Advertising organizations are urging lawmakers to significantly revise a proposed privacy bill that could require ad-tech companies to obtain consumers' affirmative consent before drawing on much of the data that fuels targeted ads.
In a letter sent Monday to leaders of the House Energy and Commerce committee, the ad groups say the bipartisan “American Data Privacy and Protection Act” should allow companies to take an opt-out approach to targeted advertising.
“The bill should be amended so that responsible advertising -- the lifeblood of the American economy -- is subject to an opt out,” the business organizations Privacy for America, American Advertising Federation, American Association of Advertising Agencies, Association of National Advertisers, Insights Association, Interactive Advertising Bureau, and The National Business Coalition on E-Commerce & Privacy write.
“Such a change would help ensure targeted advertising practices can continue so that all types of businesses, mission-driven organizations, governments, and political campaigns can reach relevant audiences of consumers, donors, and voters,” the organizations add.
The proposed privacy bill, which would override most state privacy laws, was initially floated in early June by Reps. Frank Pallone, Jr. (D-New Jersey) and Cathy McMorris Rodgers (R-Washington) and Sen. Roger Wicker (R-Mississippi). Late last month, the House Subcommittee on Consumer Protection and Commerce unanimously voted to send an amended version of the measure to the Energy and Commerce committee.
The initial draft bill had provisions requiring advertisers to obtain consumers' opt-in consent for targeting, but it's not clear whether the current version requires affirmative consent.
One provision of the current version obligates companies to obtain explicit consent before collecting, processing or transferring “aggregated internet search or browsing history.” (That provision has some exceptions, including a narrow one for research and analytics, but not for advertising.)
The bill doesn't define “aggregated,” and the term could be interpreted to cover the type of clickstream data that's used to build marketing profiles.
But, in a seeming contradiction, another portion of the bill allows companies to engage in targeted advertising on an opt-out basis.
Attorney Stu Ingis, advisor to Privacy for America, says advertisers want the bill to clearly allow targeted advertising on an opt-out basis.
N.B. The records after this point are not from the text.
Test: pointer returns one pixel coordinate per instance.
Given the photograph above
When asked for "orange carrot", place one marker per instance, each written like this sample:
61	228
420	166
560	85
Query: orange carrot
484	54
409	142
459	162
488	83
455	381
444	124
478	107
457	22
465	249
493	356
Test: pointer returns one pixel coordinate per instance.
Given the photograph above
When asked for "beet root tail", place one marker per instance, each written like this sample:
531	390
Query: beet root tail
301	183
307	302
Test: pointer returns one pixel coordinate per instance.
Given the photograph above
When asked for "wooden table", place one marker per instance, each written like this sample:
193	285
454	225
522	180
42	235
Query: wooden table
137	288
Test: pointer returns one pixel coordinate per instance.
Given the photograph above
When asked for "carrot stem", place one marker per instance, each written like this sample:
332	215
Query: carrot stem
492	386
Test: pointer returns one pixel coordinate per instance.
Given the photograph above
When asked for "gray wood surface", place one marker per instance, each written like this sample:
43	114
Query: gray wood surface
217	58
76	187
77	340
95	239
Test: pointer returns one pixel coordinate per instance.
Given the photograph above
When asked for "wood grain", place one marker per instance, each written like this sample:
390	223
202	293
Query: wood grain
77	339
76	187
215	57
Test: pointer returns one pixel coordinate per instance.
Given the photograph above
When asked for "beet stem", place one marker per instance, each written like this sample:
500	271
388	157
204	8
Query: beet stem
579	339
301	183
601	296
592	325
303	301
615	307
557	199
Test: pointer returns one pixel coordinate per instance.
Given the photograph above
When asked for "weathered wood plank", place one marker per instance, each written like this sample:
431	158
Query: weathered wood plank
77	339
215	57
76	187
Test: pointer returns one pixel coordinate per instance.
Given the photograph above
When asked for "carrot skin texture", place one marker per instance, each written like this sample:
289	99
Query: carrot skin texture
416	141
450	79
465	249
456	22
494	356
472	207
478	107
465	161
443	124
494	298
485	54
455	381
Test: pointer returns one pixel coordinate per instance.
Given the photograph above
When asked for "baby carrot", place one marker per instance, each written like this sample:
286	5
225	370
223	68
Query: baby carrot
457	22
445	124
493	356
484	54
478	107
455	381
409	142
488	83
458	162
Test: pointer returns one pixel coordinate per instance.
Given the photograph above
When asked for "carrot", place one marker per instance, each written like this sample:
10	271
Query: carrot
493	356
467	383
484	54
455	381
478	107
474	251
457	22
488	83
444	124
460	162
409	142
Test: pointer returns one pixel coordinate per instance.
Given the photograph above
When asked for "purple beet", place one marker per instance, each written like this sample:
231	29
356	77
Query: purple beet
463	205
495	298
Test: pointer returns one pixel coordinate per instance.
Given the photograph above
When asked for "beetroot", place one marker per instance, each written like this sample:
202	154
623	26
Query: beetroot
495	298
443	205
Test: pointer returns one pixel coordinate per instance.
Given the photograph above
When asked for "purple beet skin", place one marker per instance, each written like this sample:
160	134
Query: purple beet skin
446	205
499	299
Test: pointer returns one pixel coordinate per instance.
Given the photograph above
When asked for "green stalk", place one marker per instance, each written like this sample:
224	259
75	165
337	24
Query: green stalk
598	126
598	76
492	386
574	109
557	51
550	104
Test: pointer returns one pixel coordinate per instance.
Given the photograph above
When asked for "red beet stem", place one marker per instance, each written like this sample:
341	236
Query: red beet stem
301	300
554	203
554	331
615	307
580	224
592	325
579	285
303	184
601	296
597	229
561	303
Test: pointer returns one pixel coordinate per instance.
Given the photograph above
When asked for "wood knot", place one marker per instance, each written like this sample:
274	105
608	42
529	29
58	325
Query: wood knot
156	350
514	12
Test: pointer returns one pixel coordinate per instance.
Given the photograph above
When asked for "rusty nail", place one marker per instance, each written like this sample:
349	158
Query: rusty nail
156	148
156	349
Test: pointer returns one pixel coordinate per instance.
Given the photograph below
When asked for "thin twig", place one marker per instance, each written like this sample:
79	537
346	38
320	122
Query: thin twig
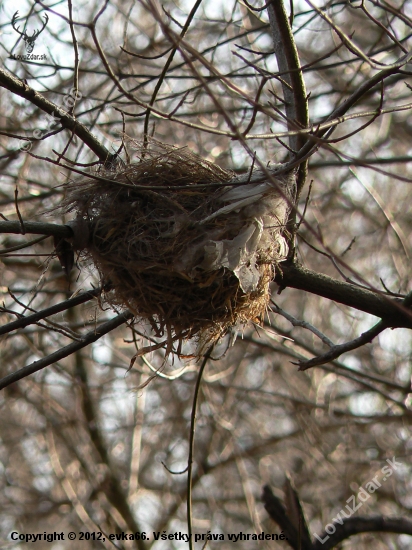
191	446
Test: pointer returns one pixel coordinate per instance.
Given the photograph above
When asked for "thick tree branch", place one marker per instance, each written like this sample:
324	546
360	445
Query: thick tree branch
89	338
62	306
18	87
293	85
392	311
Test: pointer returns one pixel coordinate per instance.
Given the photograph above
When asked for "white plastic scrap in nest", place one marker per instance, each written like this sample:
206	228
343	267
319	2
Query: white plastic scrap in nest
263	213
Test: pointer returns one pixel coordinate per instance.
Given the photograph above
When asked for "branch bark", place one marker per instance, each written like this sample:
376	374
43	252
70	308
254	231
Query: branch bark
18	87
392	311
294	91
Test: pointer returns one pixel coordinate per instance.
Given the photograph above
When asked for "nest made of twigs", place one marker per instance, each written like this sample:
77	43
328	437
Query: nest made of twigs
191	257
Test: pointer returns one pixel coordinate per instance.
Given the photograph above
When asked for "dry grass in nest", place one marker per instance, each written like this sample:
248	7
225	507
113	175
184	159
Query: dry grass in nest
173	253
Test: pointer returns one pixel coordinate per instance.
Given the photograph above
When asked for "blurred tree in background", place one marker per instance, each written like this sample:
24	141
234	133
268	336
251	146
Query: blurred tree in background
88	445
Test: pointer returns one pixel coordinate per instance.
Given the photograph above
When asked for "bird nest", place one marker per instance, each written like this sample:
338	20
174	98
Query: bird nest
177	245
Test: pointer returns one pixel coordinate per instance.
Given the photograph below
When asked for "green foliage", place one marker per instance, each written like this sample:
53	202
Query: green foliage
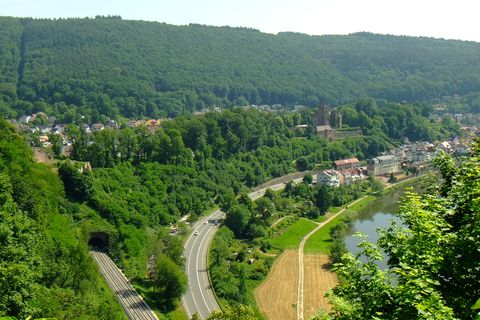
433	256
92	68
293	235
169	281
45	269
240	312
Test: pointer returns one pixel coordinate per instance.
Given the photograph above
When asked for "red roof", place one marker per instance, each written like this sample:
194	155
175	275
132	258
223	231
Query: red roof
345	162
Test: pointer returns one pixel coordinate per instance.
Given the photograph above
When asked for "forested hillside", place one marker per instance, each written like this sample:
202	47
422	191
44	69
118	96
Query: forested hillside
45	269
107	66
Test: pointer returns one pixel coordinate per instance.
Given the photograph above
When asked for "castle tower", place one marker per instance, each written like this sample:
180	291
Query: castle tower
321	117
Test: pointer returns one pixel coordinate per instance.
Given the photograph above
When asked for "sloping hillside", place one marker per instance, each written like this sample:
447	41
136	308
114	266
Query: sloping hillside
110	66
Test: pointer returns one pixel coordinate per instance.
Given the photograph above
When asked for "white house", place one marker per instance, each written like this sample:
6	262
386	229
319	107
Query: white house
329	178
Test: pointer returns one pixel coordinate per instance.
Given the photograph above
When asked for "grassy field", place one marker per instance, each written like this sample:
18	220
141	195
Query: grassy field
320	242
174	314
292	236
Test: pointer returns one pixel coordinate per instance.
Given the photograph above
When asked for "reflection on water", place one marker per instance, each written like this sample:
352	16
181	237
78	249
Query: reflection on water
378	214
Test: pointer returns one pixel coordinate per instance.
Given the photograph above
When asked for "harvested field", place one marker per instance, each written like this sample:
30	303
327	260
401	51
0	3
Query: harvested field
318	280
277	296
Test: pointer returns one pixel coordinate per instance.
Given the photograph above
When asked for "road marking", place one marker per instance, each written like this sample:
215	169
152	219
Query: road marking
193	241
198	274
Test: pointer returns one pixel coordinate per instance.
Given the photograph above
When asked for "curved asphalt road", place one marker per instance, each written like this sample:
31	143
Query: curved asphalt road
199	298
133	304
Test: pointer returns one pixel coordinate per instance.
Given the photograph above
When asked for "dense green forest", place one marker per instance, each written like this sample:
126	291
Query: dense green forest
109	67
45	269
144	179
433	256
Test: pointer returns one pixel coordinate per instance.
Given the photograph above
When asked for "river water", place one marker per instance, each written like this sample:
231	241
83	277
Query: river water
378	214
“This is too important to be ambiguous,” he says.
The bill also designates people's video viewing history as “sensitive” -- a classification that could prohibit companies from processing that data.
The ad organizations are also urging lawmakers to revise that provision, writing that it “would unreasonably limit the ability of content creators and distributors to understand how their content is viewed or what their audiences want.”
The groups also urge numerous other revisions, including that lawmakers add a provision to prevent private companies from “interfering with or blocking” any legal data collection and use.
“If a goal of the legislation is to create a uniform national standard, private corporate actors should not be able to set their own standards different from the federal law,” the groups write. “A corporate entity should not be able to set a standard where individual states have been precluded from doing the same.”
While the letter doesn't name any companies, the ad industry has publicly criticized Apple for mobile privacy settings that require app developers to obtain users' opt-in consent to tracking, and Google for its plan to block ad-tech companies' cookies.
The bill is slated be marked up in the House on Wednesday, but its prospects remain unclear. Senate Commerce Chair Maria Cantwell (D-Washington) has reportedly said the measure isn't strong enough.